Feb menambahkan, beberapa emiten yang tadinya berencana menerbitkan saham ataupun obligasi masih menahan diri karena khawatir bila nanti diterbitkan, tidak mampu diserap oleh pasar.

Bila dibandingkan dengan pencapaian tahun lalu, hingga akhir September 2018, ada sebanyak 37 perusahaan yang mencatatkan saham perdana di BEI. Sedangkan total emisi obligasi dan sukuk yang tercatat mencapai 63 emisi dari 41 perusahaan dengan total nilai sebesar Rp77,71 triliun. Tahun lalu, bank sentral melakukan pengetatan moneter secara bertahap demi menjaga defisit transaksi berjalan dalam batas yang aman.

Sejak Mei 2018, BI secara bertahap menaikkan suku bunga acuan atau BI 7-day reserve repo rate (RRR) dari 4,25 persen, menjadi 6 persen, yang bertahan hingga Juni 2019. Sejak Juli, BI mulai mengambil langkah pelonggaran moneter dengan memotong BI 7-day RRR masing-masing sebesar 25 basis points (bps) selama dua bulan berturut-turun menjadi 5,5 persen, demi mendorong pertumbuhan ekonomi domestik.

“Dalam kondisi ini, sangat diperlukan adanya instrument pembiayaan alternatif yang membuat investor yakin untuk berinvestasi, sehingga pada akhirnya diserap oleh pasar meski kondisi pasar keuangan sedang diliputi volatitlitas tapi tidak akan terkena dampaknya,” ujar Feb.
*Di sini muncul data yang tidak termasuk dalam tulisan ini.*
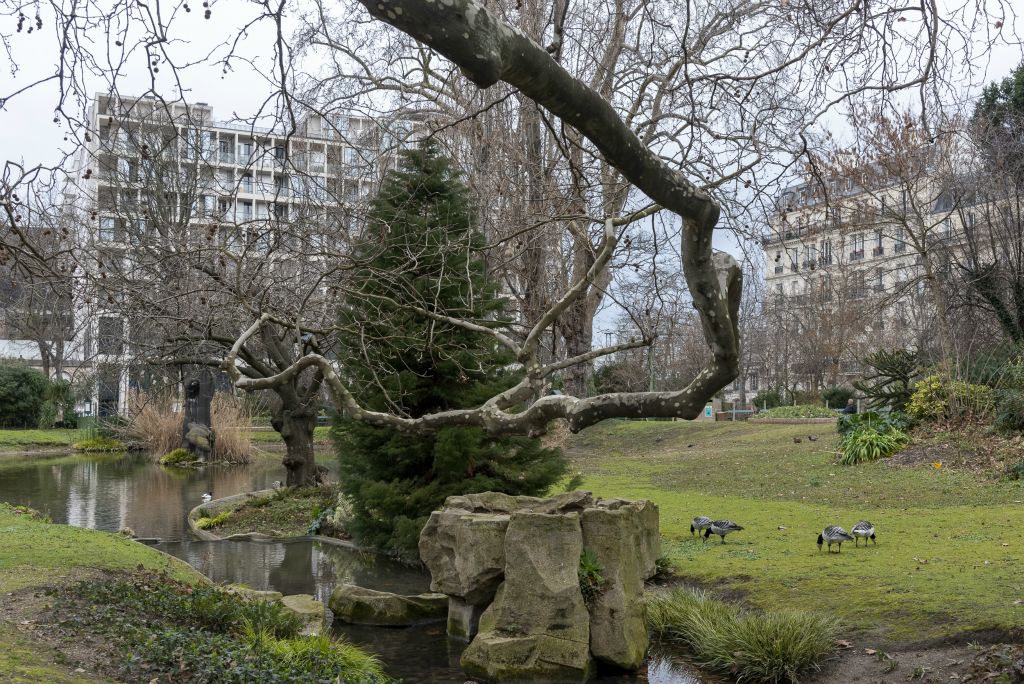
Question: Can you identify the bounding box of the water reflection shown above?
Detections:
[0,454,713,684]
[0,454,303,540]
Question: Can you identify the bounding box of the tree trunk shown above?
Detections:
[270,405,319,486]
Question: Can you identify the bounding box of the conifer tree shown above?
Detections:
[335,143,565,556]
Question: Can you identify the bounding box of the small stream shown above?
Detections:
[0,454,713,684]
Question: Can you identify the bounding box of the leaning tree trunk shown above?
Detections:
[270,407,319,486]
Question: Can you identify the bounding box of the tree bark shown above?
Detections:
[270,400,318,486]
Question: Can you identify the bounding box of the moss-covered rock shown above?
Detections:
[462,512,593,682]
[329,584,447,627]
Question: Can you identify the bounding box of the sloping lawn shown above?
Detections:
[565,421,1024,643]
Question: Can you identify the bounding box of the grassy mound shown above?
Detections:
[51,573,389,684]
[160,447,199,468]
[565,421,1024,644]
[645,589,839,684]
[73,435,127,453]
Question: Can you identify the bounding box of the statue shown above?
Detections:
[181,369,214,461]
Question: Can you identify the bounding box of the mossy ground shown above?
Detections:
[565,421,1024,643]
[212,487,337,537]
[0,505,207,684]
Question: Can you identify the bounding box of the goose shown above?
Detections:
[850,520,878,546]
[818,525,853,553]
[705,520,742,544]
[690,515,711,537]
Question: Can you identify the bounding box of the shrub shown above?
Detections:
[836,411,910,436]
[72,435,126,453]
[853,349,921,412]
[334,143,566,558]
[754,387,787,410]
[821,387,854,409]
[577,548,608,608]
[196,511,231,529]
[160,447,197,466]
[0,365,49,428]
[840,425,907,466]
[645,588,839,683]
[56,574,390,684]
[995,389,1024,432]
[906,375,995,420]
[121,392,253,463]
[757,403,836,418]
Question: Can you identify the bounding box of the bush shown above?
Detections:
[754,387,788,410]
[995,389,1024,432]
[196,511,232,529]
[757,403,836,418]
[160,447,198,466]
[72,435,126,453]
[121,392,253,463]
[821,387,854,409]
[906,375,995,421]
[853,349,921,412]
[0,365,49,428]
[55,574,390,684]
[645,589,839,683]
[839,426,907,466]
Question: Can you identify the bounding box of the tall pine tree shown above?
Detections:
[335,143,566,557]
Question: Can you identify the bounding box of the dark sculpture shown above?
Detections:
[181,369,214,461]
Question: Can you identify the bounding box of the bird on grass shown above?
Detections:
[818,525,853,553]
[850,520,878,546]
[705,520,742,544]
[690,515,711,537]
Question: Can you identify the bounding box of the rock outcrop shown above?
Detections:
[329,584,449,627]
[417,491,659,683]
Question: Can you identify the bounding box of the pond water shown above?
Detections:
[0,454,713,684]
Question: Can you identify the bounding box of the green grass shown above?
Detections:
[566,421,1024,642]
[0,505,206,592]
[645,588,839,684]
[0,430,82,452]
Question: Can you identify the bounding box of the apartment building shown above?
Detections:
[68,93,416,416]
[762,164,977,389]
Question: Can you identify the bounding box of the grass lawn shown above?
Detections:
[565,421,1024,643]
[249,425,331,444]
[0,430,83,452]
[0,505,207,684]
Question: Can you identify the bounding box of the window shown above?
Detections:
[99,216,118,243]
[96,315,124,354]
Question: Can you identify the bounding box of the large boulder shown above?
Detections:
[281,594,327,634]
[581,504,649,670]
[461,512,593,683]
[420,507,509,606]
[328,584,449,627]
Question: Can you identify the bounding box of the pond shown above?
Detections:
[0,454,712,684]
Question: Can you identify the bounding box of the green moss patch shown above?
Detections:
[0,504,206,592]
[44,572,389,684]
[74,435,128,452]
[566,421,1024,642]
[211,487,337,537]
[160,448,200,468]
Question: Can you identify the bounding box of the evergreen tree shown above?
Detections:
[335,143,565,556]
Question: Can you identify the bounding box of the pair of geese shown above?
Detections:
[690,515,877,553]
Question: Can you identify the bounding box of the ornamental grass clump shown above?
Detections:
[645,588,839,684]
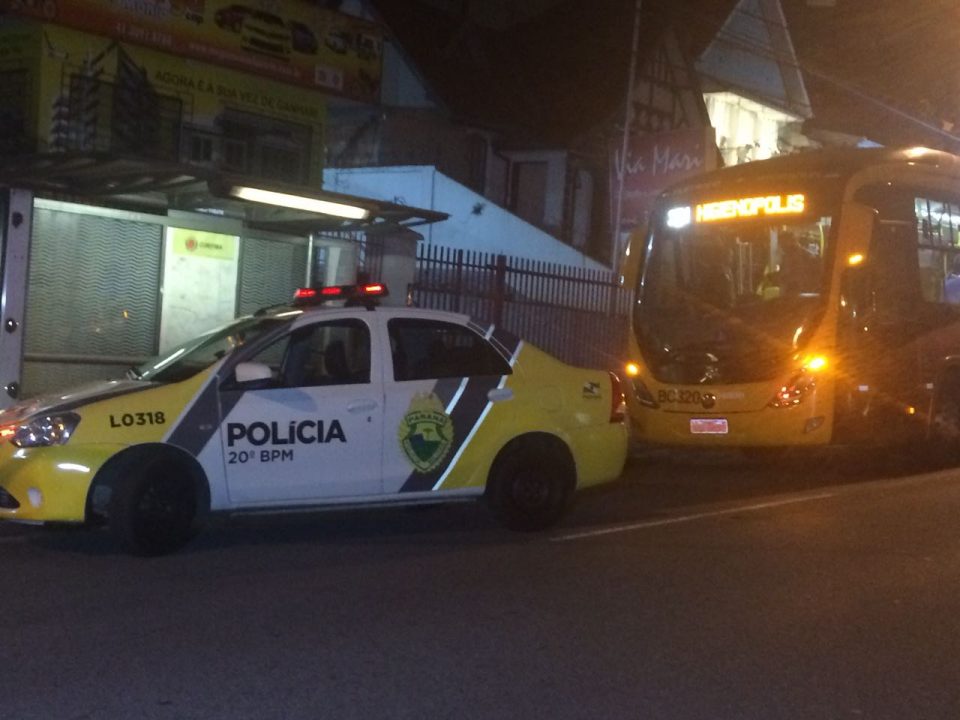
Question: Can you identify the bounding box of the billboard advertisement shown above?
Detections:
[3,0,383,103]
[24,25,327,182]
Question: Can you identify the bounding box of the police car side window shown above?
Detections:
[387,318,511,380]
[251,320,370,387]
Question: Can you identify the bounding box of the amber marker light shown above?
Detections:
[803,355,828,372]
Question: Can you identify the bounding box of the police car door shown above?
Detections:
[220,314,383,505]
[383,316,512,494]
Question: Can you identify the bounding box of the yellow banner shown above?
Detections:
[8,0,383,103]
[23,25,327,183]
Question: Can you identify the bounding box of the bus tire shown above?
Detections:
[487,435,576,532]
[108,460,201,557]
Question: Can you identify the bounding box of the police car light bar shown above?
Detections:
[293,283,389,305]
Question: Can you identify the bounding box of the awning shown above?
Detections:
[0,152,449,236]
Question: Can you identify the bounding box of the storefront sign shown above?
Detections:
[160,228,240,352]
[610,127,717,232]
[4,0,383,103]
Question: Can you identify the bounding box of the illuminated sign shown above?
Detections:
[695,193,806,223]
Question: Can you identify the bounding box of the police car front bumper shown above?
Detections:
[0,444,117,523]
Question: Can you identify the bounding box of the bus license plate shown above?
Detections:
[690,418,730,435]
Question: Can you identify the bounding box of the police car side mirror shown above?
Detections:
[233,363,273,385]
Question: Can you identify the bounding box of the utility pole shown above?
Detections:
[612,0,642,274]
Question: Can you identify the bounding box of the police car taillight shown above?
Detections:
[293,283,388,305]
[293,288,317,300]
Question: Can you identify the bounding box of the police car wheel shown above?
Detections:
[109,463,197,556]
[491,443,573,531]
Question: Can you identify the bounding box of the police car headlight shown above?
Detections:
[0,413,80,447]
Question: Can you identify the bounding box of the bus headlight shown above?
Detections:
[0,413,80,448]
[770,370,817,407]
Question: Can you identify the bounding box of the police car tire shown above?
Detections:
[109,461,198,557]
[490,440,575,532]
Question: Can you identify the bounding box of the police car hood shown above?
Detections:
[0,380,157,425]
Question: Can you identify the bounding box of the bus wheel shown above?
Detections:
[488,438,576,531]
[109,461,198,556]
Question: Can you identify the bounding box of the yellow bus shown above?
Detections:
[626,148,960,448]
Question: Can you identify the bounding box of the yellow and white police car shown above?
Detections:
[0,284,627,555]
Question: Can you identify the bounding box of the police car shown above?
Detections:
[0,284,627,555]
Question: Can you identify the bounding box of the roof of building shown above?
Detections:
[0,152,448,236]
[370,0,735,146]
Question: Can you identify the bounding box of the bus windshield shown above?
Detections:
[634,195,831,384]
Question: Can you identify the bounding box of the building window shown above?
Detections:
[510,162,547,227]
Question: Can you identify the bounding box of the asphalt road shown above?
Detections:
[0,454,960,720]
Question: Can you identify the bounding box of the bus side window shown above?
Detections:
[869,220,923,317]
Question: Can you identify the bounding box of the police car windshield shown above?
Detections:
[131,313,299,382]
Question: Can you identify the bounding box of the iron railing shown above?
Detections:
[408,245,633,369]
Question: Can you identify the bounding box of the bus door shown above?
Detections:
[845,186,949,434]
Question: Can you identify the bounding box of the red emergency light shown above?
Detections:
[293,283,388,305]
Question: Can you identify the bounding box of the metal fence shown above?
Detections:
[410,245,633,369]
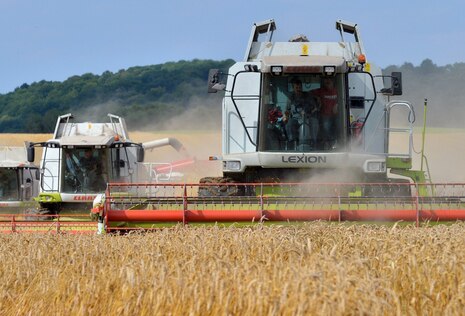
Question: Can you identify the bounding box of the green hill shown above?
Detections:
[0,59,234,133]
[0,59,465,133]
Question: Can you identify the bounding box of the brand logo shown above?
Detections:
[73,195,96,201]
[281,156,326,164]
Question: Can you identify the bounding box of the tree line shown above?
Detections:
[0,59,234,133]
[0,59,465,133]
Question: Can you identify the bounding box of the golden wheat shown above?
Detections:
[0,222,465,315]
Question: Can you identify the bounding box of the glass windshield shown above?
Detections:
[62,148,108,193]
[260,74,345,152]
[0,168,19,201]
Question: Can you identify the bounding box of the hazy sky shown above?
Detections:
[0,0,465,93]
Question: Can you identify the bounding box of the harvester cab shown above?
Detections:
[0,146,39,213]
[28,114,188,214]
[203,20,424,190]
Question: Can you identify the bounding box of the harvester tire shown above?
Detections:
[24,208,56,221]
[198,177,244,197]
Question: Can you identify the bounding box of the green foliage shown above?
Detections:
[0,59,465,133]
[0,59,234,133]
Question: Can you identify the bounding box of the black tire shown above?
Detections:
[24,207,56,222]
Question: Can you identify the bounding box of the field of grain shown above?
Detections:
[0,222,465,315]
[0,131,465,315]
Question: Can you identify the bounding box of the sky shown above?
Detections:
[0,0,465,94]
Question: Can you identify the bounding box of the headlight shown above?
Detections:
[223,161,241,171]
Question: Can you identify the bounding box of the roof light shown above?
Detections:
[244,64,258,72]
[271,66,283,76]
[323,66,336,76]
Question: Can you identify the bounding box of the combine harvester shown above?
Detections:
[97,20,465,231]
[2,114,194,232]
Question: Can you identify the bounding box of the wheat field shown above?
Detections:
[0,222,465,315]
[0,131,465,315]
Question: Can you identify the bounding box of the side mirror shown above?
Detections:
[137,146,145,162]
[391,71,402,95]
[208,69,226,93]
[26,146,35,162]
[380,71,402,95]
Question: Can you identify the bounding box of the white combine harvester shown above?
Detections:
[201,20,425,195]
[0,146,39,214]
[28,114,190,214]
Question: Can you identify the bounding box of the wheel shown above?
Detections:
[198,177,244,197]
[24,207,56,221]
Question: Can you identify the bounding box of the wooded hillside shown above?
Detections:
[0,59,465,133]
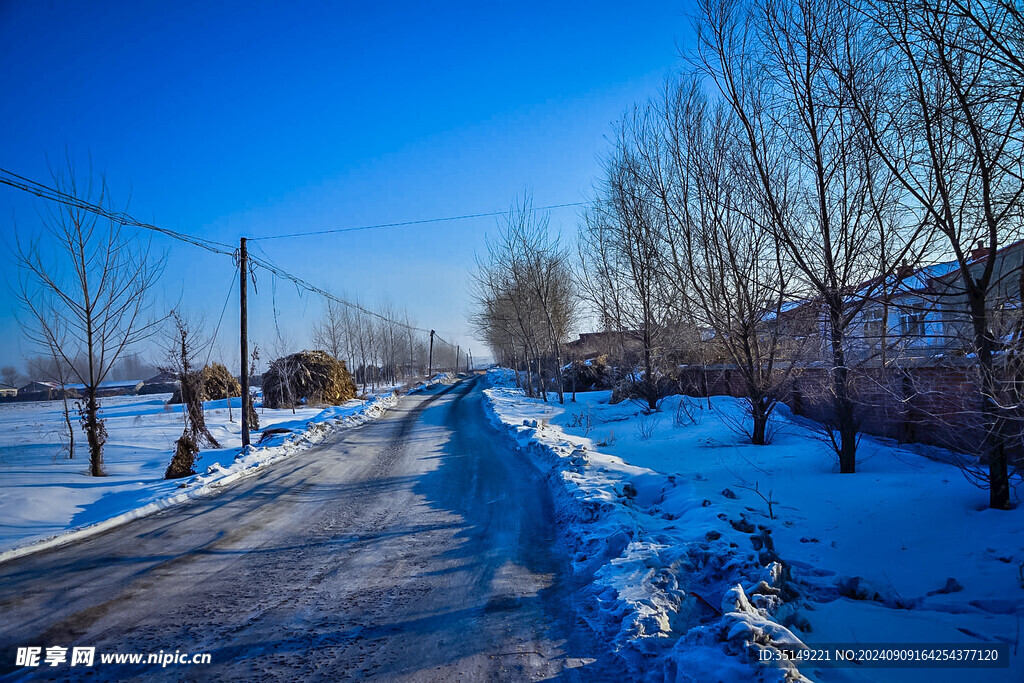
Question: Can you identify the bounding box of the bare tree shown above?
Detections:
[579,131,681,411]
[0,366,22,387]
[17,166,163,476]
[471,196,577,402]
[694,0,915,473]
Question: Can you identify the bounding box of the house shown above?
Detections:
[17,382,78,400]
[138,371,178,395]
[565,332,643,359]
[779,241,1024,367]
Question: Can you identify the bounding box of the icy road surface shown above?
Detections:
[0,380,616,681]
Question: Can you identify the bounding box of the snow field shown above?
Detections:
[0,388,398,562]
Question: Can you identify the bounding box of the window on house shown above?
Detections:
[899,310,928,337]
[864,308,885,342]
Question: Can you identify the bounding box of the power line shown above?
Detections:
[243,254,454,346]
[0,168,234,256]
[0,168,466,346]
[250,202,586,241]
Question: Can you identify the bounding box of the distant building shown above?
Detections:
[138,371,178,395]
[17,382,78,400]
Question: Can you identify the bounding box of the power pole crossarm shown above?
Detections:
[427,330,434,380]
[239,238,249,449]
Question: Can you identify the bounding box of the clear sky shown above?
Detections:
[0,0,689,374]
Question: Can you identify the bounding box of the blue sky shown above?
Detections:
[0,0,689,374]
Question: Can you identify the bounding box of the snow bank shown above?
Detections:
[0,390,398,562]
[409,373,459,393]
[485,371,1024,681]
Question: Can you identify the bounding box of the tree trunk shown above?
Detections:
[969,292,1010,510]
[60,382,75,460]
[643,329,657,413]
[828,301,857,474]
[751,396,770,445]
[85,386,106,477]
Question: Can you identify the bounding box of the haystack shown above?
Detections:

Sepertinya misalnya menerbitkan reksa dana penyertaan terbatas (RDPT) ataupun kontrak investasi kolektif efek beragun asset (KIK EBA).

Pada minggu lalu, Bukopin mencatat kontrak investasi kolektif efek beragun asset (KIK EBA) Bahana Bukopin Kumpulan Tagihan Kredit Pensiunan yang Dialihkan Kelas A1, dengan nilai emisi mencapai Rp480,4 miliar, dengan tingkat bunga sebesar 9,25 persen.